- Born: Alfredo Santos Buenaventura October 14, 1929 (age 96) Santa Maria, Bulacan, Philippine Islands
- Occupations: Filipino composer, conductor, pianist, educator
- Awards: Order of National Artists of the Philippines, Music (2026)

= Alfredo Buenaventura =

Filipino composer (born 1929)

Alfredo Santos Buenaventura is a Filipino composer, conductor and educator. He is a National Artist of the Philippines for Music

==Early life and education==
Alfredo Santos Buenaventura was born in October 14, 1929 in Santa Maria, Bulacan. He graduated from the University of Santo Tomas in 1951.

==Career==
Buenaventura has composed over 1,000 works, in different forms such as operas, choral works and chamber music. His work also helped re-popularize the rondalla and also incorporates Philippine indigenous elements such as with the opera Princess Urduja.

Among Buenaventura's other known works are Bayan Kong Mahal, Mabuhay March, Maria Makiling, and Kayumanggi Symphony. He received the Republic Cultural Heritage Award in 1964 for Maria Makiling (1961) and again in 1972 for Kayumanggi Symphony.

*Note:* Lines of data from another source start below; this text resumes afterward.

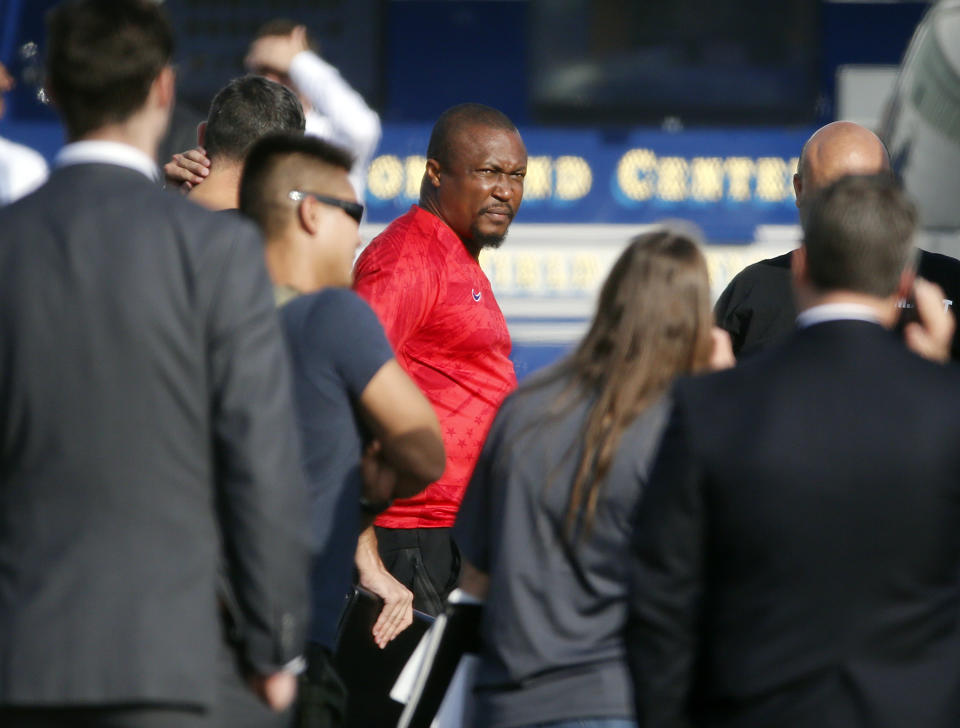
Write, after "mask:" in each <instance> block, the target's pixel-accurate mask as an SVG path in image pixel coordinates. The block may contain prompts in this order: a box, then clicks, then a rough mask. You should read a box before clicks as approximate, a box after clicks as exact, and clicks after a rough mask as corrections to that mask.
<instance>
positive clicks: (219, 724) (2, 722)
mask: <svg viewBox="0 0 960 728" xmlns="http://www.w3.org/2000/svg"><path fill="white" fill-rule="evenodd" d="M217 673H218V674H217V677H218V686H217V687H218V695H217V704H216V705H215V706H214V708H213V710H206V709H203V708H200V707H198V706H176V705H166V704H160V705H145V704H144V705H141V704H136V705H92V706H86V705H85V706H56V707H49V708H47V707H31V708H5V707H0V726H2V727H3V728H281V727H283V726H287V725H289V722H290V711H286V712H284V713H274V712H273V711H272V710H270V709H269V708H267V706H266V705H264V704H263V703H262V702H261V701H260V699H259V698H258V697H257V696H256V695H254V694H253V691H251V690H250V688H249V687H247V685H246V682H245V681H244V679H243V677H241V670H240V668H239V666H238V664H237V659H236V656H235V654H234V652H233V650H232V649H231V648H229V647H227V645H226V644H224V645H223V646H222V648H221V651H220V655H219V656H218V663H217Z"/></svg>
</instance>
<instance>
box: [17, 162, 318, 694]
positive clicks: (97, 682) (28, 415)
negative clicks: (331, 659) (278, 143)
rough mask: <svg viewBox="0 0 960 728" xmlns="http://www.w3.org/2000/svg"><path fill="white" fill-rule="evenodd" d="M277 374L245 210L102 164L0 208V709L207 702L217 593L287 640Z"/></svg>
mask: <svg viewBox="0 0 960 728" xmlns="http://www.w3.org/2000/svg"><path fill="white" fill-rule="evenodd" d="M288 369H289V364H288V361H287V358H286V352H285V349H284V346H283V343H282V340H281V336H280V331H279V327H278V325H277V320H276V314H275V312H274V308H273V302H272V297H271V290H270V285H269V282H268V280H267V276H266V271H265V266H264V263H263V249H262V244H261V239H260V236H259V233H258V232H257V231H256V230H255V229H254V227H253V226H252V225H250V224H249V223H246V222H243V221H240V220H239V219H230V218H229V217H226V216H222V215H214V214H211V213H209V212H206V211H203V210H201V209H200V208H198V207H196V206H195V205H193V204H192V203H190V202H187V201H186V200H184V199H182V198H181V197H180V196H178V195H173V194H168V193H165V192H162V191H161V190H159V189H158V188H157V187H156V186H155V185H154V184H152V183H151V182H150V181H149V180H148V179H146V177H144V176H143V175H141V174H138V173H137V172H134V171H132V170H129V169H126V168H124V167H119V166H115V165H109V164H82V165H76V166H69V167H65V168H63V169H60V170H57V171H56V172H54V174H53V175H52V176H51V178H50V180H49V181H48V182H47V184H46V185H45V186H43V187H41V188H40V189H39V190H38V191H37V192H35V193H34V194H32V195H30V196H28V197H26V198H24V199H22V200H20V201H19V202H17V203H15V204H13V205H11V206H9V207H6V208H4V209H3V210H0V704H6V705H18V704H19V705H52V704H103V703H141V702H151V703H177V704H180V705H209V704H211V703H212V702H213V700H214V696H215V690H216V684H217V669H216V657H217V652H218V649H219V645H220V642H221V640H222V628H221V624H220V604H219V603H220V602H222V603H224V604H232V605H234V608H235V612H236V613H235V617H236V618H237V620H238V625H237V632H238V635H239V637H240V638H241V640H242V645H243V647H242V650H243V656H244V659H245V660H246V661H247V663H248V664H249V665H250V666H251V667H252V668H253V669H255V670H257V671H259V672H262V673H268V672H272V671H275V670H277V669H279V668H280V667H281V666H282V665H283V664H285V663H286V662H287V661H289V660H290V659H291V658H293V657H295V656H296V655H297V654H299V653H300V651H301V643H302V639H303V632H304V625H305V622H306V616H307V606H308V605H307V574H308V560H309V557H308V552H309V548H308V540H309V535H308V530H307V521H306V518H307V515H306V514H307V499H306V492H305V485H304V483H303V477H302V473H301V470H300V461H299V452H298V448H297V433H296V430H295V426H294V421H293V408H292V403H291V385H290V375H289V371H288ZM221 569H222V571H223V572H224V573H225V574H226V582H227V583H228V584H229V587H230V591H231V596H230V597H228V598H225V597H226V595H225V594H223V593H222V592H221V594H220V595H219V599H218V586H217V585H218V573H220V570H221Z"/></svg>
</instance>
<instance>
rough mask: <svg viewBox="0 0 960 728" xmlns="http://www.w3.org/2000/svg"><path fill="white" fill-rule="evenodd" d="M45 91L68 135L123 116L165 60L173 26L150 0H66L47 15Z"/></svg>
mask: <svg viewBox="0 0 960 728" xmlns="http://www.w3.org/2000/svg"><path fill="white" fill-rule="evenodd" d="M47 39H48V41H47V72H48V78H49V80H48V83H49V88H50V93H51V95H52V97H53V101H54V104H55V105H56V107H57V109H58V110H59V112H60V114H61V116H62V117H63V122H64V124H65V125H66V127H67V132H68V134H69V136H70V137H71V138H73V139H76V138H79V137H82V136H84V135H85V134H87V133H89V132H91V131H93V130H95V129H98V128H100V127H102V126H104V125H106V124H112V123H119V122H123V121H126V120H127V119H128V118H129V117H130V116H132V115H133V114H134V112H136V111H137V110H138V109H140V108H141V107H142V106H143V104H144V103H145V102H146V100H147V95H148V94H149V93H150V86H151V84H152V83H153V82H154V80H155V79H156V78H157V76H158V75H159V74H160V72H161V71H162V70H163V68H164V66H166V65H167V64H168V63H169V62H170V57H171V55H172V54H173V31H172V30H171V29H170V24H169V22H168V21H167V18H166V16H165V15H164V13H163V11H162V10H161V9H160V7H159V6H158V5H157V3H156V2H152V1H151V0H70V1H69V2H64V3H61V4H60V5H58V6H57V7H56V8H54V9H53V10H52V11H50V13H49V14H48V15H47Z"/></svg>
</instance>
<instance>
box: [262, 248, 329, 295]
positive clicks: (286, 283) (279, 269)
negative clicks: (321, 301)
mask: <svg viewBox="0 0 960 728" xmlns="http://www.w3.org/2000/svg"><path fill="white" fill-rule="evenodd" d="M264 255H265V257H266V262H267V273H268V274H269V275H270V280H271V281H272V283H273V285H275V286H286V287H287V288H292V289H293V290H295V291H298V292H300V293H316V292H317V291H321V290H323V289H324V288H328V287H330V285H331V283H330V281H327V280H325V279H323V277H322V276H321V275H318V274H317V271H316V266H313V265H311V264H310V261H309V260H307V259H305V256H303V255H300V254H298V252H297V250H296V246H295V245H294V244H291V243H290V242H289V241H286V240H276V239H273V240H267V243H266V249H265V252H264Z"/></svg>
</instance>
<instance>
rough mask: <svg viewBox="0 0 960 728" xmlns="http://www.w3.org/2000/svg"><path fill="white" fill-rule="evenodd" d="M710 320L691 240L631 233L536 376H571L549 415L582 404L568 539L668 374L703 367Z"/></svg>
mask: <svg viewBox="0 0 960 728" xmlns="http://www.w3.org/2000/svg"><path fill="white" fill-rule="evenodd" d="M712 325H713V314H712V311H711V307H710V283H709V278H708V275H707V264H706V260H705V259H704V256H703V253H701V252H700V249H699V247H698V246H697V244H696V243H695V242H694V241H693V240H692V239H691V238H690V237H687V236H686V235H684V234H682V233H680V232H678V231H675V230H670V229H660V230H656V231H653V232H648V233H643V234H641V235H638V236H636V237H635V238H633V239H632V240H631V241H630V244H629V245H628V246H627V248H626V250H624V252H623V253H622V254H621V255H620V257H619V258H618V259H617V261H616V263H614V265H613V268H612V269H611V271H610V274H609V275H608V276H607V279H606V281H605V282H604V284H603V287H602V289H601V291H600V298H599V300H598V303H597V312H596V314H595V315H594V318H593V322H592V323H591V324H590V329H589V330H588V332H587V334H586V336H584V338H583V340H582V341H581V342H580V344H579V345H578V346H577V348H576V349H575V350H574V352H573V353H572V354H571V355H570V356H569V357H567V358H566V359H565V360H564V361H563V362H562V363H561V364H560V365H559V366H558V367H557V369H556V370H555V374H554V375H552V376H551V377H549V378H547V379H546V380H544V381H543V383H546V382H549V381H554V380H555V379H556V378H564V379H569V380H570V381H571V384H570V385H569V387H568V388H567V390H566V391H565V394H564V395H561V397H560V398H559V399H558V401H557V403H556V404H555V407H554V408H553V413H554V414H562V413H563V412H565V411H566V410H567V408H568V407H570V406H572V405H573V404H575V403H576V402H577V401H582V399H583V398H588V399H589V400H590V401H591V402H592V403H591V405H590V409H589V413H588V415H587V421H586V427H585V429H584V431H583V440H582V450H581V451H580V456H579V460H578V462H577V467H576V473H575V476H574V480H573V484H572V487H571V490H570V496H569V500H568V505H567V510H566V514H565V516H564V529H563V530H564V532H565V533H566V535H567V537H568V538H569V539H571V540H573V536H574V534H579V535H580V536H581V537H582V536H585V535H586V534H588V533H589V532H590V529H591V528H592V526H593V520H594V515H595V513H596V508H597V501H598V499H599V497H600V491H601V489H602V486H603V482H604V480H605V478H606V477H607V474H608V472H609V471H610V467H611V465H612V464H613V460H614V458H615V456H616V454H617V449H618V448H619V447H620V443H621V439H622V436H623V433H624V432H625V431H626V430H627V428H628V427H629V426H630V424H631V423H632V422H633V421H634V420H635V419H636V417H637V416H638V415H639V414H640V413H641V412H642V411H643V410H644V409H645V408H646V407H647V406H649V405H650V404H652V403H653V401H654V400H656V399H657V398H658V397H660V396H661V395H662V394H663V393H665V392H666V391H667V389H668V388H669V387H670V384H671V383H672V382H673V380H674V379H675V378H676V377H677V376H679V375H681V374H689V373H692V372H697V371H700V370H702V369H704V368H705V367H706V366H707V363H708V361H709V358H710V353H711V351H712V338H711V327H712ZM532 386H539V384H538V383H534V384H533V385H532ZM580 444H581V443H580V441H578V442H577V443H575V445H574V447H577V446H579V445H580ZM573 451H574V452H575V451H576V450H573Z"/></svg>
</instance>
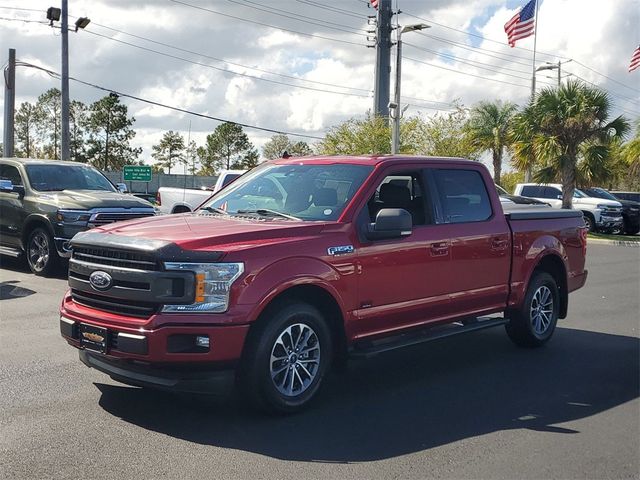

He collaborated with the Manila Symphony Orchestra, the Philharmonic Orchestra, the Rizal Park Orchestra, and the Armed Forces of the Philippines Band.

He also taught music at the conservatories of the Philippine Women's University, St. Scholastica's College and Centro Escolar University, where he served as the Dean of Music.

On September 10, 2026, Alfredo Buenaventura was proclaimed as one of the ten new National Artists of the Philippines.